He said he was going all the way to Jack in the Box (about 0.4 miles away), so I rolled my eyes, but then decided to give him a push anyways. I felt bad for him. His jacket was grey, his odor potent, and I swear there was a fly around him. But I had some free time, so I grabbed onto the handles of the wheelchair and off we went.
He told me his name was Kevin Ware, former minor league baseball player and player at USC. I have no ideas if these are lies or not, because I know nothing about baseball. He looks tall enough sitting down, so I believe him. He told me he played with the greats in high school, and that he misses those times. Now his family is all gone, and it's just him in these streets. Just last year he was hit by a car, hence the wheelchair. He asks me about where I'm from and how I like it here. Standard conversation.

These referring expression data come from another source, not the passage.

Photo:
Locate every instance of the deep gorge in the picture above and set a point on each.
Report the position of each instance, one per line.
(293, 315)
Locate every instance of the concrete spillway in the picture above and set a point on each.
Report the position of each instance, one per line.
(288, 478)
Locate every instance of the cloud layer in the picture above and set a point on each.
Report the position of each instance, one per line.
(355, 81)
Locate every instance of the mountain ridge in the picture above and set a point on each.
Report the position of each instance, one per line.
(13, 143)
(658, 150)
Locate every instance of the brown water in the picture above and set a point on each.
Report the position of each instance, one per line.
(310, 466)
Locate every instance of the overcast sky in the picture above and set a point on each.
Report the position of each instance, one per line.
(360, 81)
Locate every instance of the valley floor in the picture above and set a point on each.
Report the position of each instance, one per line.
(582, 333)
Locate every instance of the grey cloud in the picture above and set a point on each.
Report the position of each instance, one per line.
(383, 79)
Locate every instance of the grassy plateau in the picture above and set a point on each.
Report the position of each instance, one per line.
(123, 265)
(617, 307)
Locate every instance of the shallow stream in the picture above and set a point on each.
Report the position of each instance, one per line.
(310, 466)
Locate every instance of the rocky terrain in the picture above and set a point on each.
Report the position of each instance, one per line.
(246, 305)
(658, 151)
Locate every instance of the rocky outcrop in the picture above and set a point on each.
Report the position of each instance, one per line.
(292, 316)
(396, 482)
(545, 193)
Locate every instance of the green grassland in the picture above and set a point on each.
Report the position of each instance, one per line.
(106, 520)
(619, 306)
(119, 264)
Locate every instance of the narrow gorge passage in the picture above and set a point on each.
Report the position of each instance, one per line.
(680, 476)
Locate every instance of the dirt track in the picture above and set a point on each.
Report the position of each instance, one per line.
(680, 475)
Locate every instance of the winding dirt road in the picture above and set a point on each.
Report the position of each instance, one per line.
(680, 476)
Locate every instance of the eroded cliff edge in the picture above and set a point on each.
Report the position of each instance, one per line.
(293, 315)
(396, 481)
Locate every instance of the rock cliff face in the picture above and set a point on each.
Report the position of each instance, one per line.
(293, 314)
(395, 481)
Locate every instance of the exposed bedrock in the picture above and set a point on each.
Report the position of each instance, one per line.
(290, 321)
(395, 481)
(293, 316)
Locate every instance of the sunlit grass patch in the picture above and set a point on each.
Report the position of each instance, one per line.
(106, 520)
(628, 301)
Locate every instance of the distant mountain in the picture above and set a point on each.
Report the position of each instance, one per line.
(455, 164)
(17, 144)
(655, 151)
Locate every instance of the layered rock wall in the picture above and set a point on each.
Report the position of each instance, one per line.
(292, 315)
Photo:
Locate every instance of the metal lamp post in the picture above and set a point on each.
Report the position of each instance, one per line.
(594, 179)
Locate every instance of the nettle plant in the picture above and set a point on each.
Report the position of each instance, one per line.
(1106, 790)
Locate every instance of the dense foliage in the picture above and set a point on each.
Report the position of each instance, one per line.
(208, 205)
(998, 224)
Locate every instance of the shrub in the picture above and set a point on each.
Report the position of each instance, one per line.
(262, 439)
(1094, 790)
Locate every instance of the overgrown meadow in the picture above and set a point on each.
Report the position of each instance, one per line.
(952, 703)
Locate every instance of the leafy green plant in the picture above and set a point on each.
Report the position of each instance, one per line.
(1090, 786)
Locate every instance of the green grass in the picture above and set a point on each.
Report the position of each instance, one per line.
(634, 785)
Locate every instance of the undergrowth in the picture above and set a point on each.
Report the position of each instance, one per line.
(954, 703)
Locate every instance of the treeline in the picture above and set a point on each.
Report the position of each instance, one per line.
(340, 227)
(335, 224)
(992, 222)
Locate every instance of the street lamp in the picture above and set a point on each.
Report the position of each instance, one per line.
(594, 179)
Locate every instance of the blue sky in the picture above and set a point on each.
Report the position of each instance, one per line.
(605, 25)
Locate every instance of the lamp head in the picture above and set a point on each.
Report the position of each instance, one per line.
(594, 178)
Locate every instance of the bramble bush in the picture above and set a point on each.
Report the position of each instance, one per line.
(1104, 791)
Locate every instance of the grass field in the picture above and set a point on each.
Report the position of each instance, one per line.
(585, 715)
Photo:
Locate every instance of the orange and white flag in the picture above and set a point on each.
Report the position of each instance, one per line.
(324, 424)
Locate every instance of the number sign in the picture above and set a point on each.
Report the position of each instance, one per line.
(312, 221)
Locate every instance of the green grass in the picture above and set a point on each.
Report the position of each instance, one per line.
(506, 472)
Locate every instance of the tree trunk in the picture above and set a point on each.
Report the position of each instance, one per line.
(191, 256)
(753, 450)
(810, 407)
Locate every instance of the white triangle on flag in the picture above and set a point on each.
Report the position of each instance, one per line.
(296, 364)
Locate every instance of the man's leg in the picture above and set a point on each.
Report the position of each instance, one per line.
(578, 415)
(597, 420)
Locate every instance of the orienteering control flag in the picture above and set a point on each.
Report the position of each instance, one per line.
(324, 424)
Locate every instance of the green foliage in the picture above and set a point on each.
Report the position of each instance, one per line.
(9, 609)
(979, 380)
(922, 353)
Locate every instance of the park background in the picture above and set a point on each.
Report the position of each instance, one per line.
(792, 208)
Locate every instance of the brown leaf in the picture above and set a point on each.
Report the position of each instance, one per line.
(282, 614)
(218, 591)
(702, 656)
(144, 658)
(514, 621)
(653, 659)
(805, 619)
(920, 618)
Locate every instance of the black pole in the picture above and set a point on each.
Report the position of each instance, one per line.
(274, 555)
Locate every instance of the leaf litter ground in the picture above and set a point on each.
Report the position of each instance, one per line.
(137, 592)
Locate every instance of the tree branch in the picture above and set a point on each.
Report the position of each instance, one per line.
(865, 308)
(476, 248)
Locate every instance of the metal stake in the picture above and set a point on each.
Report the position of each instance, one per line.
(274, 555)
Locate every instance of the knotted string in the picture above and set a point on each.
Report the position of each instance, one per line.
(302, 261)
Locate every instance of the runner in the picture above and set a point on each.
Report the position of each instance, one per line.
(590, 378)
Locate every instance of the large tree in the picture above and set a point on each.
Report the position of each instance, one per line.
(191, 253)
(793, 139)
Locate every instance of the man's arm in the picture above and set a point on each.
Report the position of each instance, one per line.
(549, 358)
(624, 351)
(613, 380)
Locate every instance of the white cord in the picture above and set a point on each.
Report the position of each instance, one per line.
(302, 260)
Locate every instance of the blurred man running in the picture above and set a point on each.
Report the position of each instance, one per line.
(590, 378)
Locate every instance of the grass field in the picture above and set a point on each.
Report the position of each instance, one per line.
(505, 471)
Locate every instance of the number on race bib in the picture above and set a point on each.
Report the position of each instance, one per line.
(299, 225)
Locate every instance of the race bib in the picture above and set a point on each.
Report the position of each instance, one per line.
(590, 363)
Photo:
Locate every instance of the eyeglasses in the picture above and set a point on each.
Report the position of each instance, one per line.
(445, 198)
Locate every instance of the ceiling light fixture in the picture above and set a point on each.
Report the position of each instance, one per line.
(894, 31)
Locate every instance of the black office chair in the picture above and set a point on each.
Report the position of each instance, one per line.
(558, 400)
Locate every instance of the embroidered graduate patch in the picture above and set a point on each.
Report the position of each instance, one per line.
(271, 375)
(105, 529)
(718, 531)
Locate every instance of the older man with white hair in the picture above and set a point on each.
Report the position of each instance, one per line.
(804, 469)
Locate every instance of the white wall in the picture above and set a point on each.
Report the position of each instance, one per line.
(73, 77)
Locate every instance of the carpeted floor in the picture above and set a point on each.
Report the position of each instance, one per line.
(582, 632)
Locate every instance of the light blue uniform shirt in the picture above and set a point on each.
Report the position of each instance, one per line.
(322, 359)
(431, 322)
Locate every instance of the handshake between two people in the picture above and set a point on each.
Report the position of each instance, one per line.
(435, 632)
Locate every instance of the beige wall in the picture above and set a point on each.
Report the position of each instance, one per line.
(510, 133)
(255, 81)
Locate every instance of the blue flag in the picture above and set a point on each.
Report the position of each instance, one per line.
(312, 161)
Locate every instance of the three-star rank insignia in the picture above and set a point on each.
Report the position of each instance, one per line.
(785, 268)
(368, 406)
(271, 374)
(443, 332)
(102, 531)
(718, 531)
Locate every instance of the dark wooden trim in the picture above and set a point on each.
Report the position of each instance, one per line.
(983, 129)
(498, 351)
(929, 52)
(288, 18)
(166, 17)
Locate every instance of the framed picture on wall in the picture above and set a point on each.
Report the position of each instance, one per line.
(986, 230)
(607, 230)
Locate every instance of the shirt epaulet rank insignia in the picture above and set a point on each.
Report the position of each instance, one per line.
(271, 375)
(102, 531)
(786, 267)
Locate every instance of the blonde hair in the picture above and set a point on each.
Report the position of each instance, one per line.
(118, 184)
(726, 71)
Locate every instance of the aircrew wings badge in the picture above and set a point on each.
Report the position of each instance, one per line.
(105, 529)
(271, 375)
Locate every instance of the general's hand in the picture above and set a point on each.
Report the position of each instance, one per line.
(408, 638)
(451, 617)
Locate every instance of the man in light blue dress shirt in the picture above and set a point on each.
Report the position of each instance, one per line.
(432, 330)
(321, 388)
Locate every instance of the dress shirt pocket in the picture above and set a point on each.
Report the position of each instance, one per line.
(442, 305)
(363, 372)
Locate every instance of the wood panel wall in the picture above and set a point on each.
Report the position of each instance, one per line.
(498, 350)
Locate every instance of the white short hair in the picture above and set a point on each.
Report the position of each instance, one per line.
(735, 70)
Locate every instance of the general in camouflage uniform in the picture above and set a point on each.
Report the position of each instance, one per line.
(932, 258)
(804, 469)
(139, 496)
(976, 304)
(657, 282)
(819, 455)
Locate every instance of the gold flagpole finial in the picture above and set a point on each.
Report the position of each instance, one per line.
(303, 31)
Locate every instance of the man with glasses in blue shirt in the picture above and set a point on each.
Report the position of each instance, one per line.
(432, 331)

People in the street start staring at me. I see a guy literally walk forward for 30 seconds while keeping his head towards me. I guess it's not everyday you see a young Asian guy pushing around an old black guy in a wheelchair.
We start talking about music and he seemed to like the oldies, so I told him about how I love Nat King Cole. A few minutes later and we're bellowing out Nat King Cole's "The Christmas Song" on 30th Street.
I ask him if he wants a new shirt, and he says yes, so I bring him to Goodwill and find a Clippers t-shirt. As I'm waiting in line, I notice the Spanish mother behind me looks at him in disapproval. He leaves a puddle underneath his wheelchair as he leaves.
Kevin tells me he's hungry so I wheel him into KFC and buy him the cheapest thing I can find with the highest calorie count. I get him some food and some nearby people tell me I'm doing a good thing. It feels awkward for some reason. I'd "done my part" as a civilian, so I wished him farewell as I had a meeting to attend to.
But then he asks for another time, "can you push me back home?".
I don't want to sound mean, but I had already given this guy an hour of my time, some new clothes, some food, and now he wants to ask for another favor from me?
I say I can't and he seems irked and turns the other way. I tell him that I hope he gets better from this day on. I skate away and that's that. I'll never know if he was telling the truth about anything but I'll give him benefit of the doubt. I just know by the end of this experience, that I never want to be in his position. It just makes me all the more thankful for my family and friends who continue to support me.